AISECT is promoting hands-on skills along with theory. It has integrated skill programmes into all its higher education curriculum in the last five years and made a relevant skill module mandatory per year for both UG and PG students. The skills module are on the lines of QPs (qualification packs) and NOS (national occupational standards) identified by the ministry of skills development.
“Given the flexibility of being able to change and adapt the curriculum of a course, private universities can take a lead in integrating skill modules in regular curriculums and accreditising them,” says Chaturvedi.
Some of the additional skills being provided at AISECT are GST accountant tally, loan approval officer, accounts executive payrolling, business correspondent and business facilitator. Similarly, CUTM offers diverse skill courses in paramedics, pharmacy, electronics, renewable energy and in newer fields like robotics and mechatronics.
Madan says that many of their students in short-term training courses continue further training after getting a job. “Many try for B.Voc as it gives them career mobility,” says Madan. Given this demand, CUTM is offering work integrated programmes in Bangalore, Coimbatore, Pune and Greater Noida.
“Doing vocational training doesn’t guarantee a job but it definitely provides an edge in the market,” says Nirmal Singh, co-founder and CEO of Wheebox, an online talent assessment company. “On an average, hardly 15 per cent of college students go for skill development training.
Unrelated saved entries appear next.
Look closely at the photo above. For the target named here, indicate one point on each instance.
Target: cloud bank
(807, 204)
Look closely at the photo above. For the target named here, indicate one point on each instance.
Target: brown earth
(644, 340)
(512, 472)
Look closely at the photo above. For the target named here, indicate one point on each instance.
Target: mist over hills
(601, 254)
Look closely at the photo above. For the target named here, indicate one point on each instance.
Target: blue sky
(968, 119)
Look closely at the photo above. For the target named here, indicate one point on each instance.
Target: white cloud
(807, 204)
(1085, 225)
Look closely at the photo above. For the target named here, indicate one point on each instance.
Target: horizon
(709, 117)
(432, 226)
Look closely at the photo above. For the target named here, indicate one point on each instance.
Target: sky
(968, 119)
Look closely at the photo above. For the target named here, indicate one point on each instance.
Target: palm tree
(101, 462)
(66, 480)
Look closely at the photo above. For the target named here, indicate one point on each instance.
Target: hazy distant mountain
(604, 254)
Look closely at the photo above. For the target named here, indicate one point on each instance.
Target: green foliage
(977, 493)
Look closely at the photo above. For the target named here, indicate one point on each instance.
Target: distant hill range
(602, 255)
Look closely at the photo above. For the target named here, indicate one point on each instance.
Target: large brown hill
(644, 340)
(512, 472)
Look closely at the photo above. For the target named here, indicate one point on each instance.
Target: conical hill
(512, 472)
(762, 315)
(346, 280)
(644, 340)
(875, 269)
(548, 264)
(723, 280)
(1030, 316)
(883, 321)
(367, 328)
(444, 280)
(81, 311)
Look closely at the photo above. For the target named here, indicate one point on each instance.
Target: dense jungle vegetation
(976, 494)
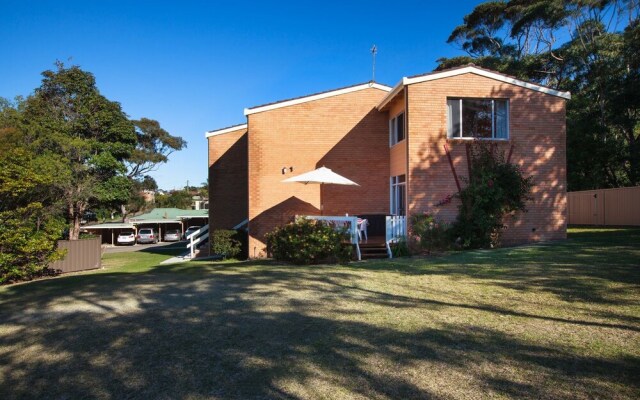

The remaining students stick to only their professional degree despite additional vocational training being offered at no cost in the campus.”
Wheebox conducts 70 minute employability skill tests in around 5,000 of the roughly 35,000 higher education colleges in India. Among these, close to 2,500 to 3,000 are engineering colleges, among the rest, 300 to 400 are MBA colleges and then there are graduation and vocational training institutions (largely ITI and polytechnics). Generally, half–a-million students from various colleges undertake this Wheebox test, wherein they are tested on English as a second language, critical thinking skills, arithmetical aptitude, design component and a few behavioural traits like learning ability, team work, adaptability, etc.
Professor Furqan Qamar, secretary general, Association of Indian Universities (AIU), stresses that universities have started taking the national skill development programme quite seriously. “Most universities now have skill development centres. The number has increased since AIU asked them to support the initiative. The number of institutions encouraging students to undertake skill assessment tests has also increased. They are making efforts to study skill shortages,” says Qamar.
A study by the All India Council for technical Education (AICTE) under the HRD ministry has revealed that the overall employability of students has risen from 33 per cent to 47 per cent in the past six years. This is due to a gradual change in the mindset of people who earlier viewed vocational training as suitable only for non-achievers. More positive changes are on the horizon with considerable investments being made by state governments including in tie-up with the industry in promoting vocational training along with a new system of awarding credits for such courses in universities. Some award as much as 60 per cent for skill development and 40 per cent for the academic curriculum. A more encouraging participation of the industry is the way forward.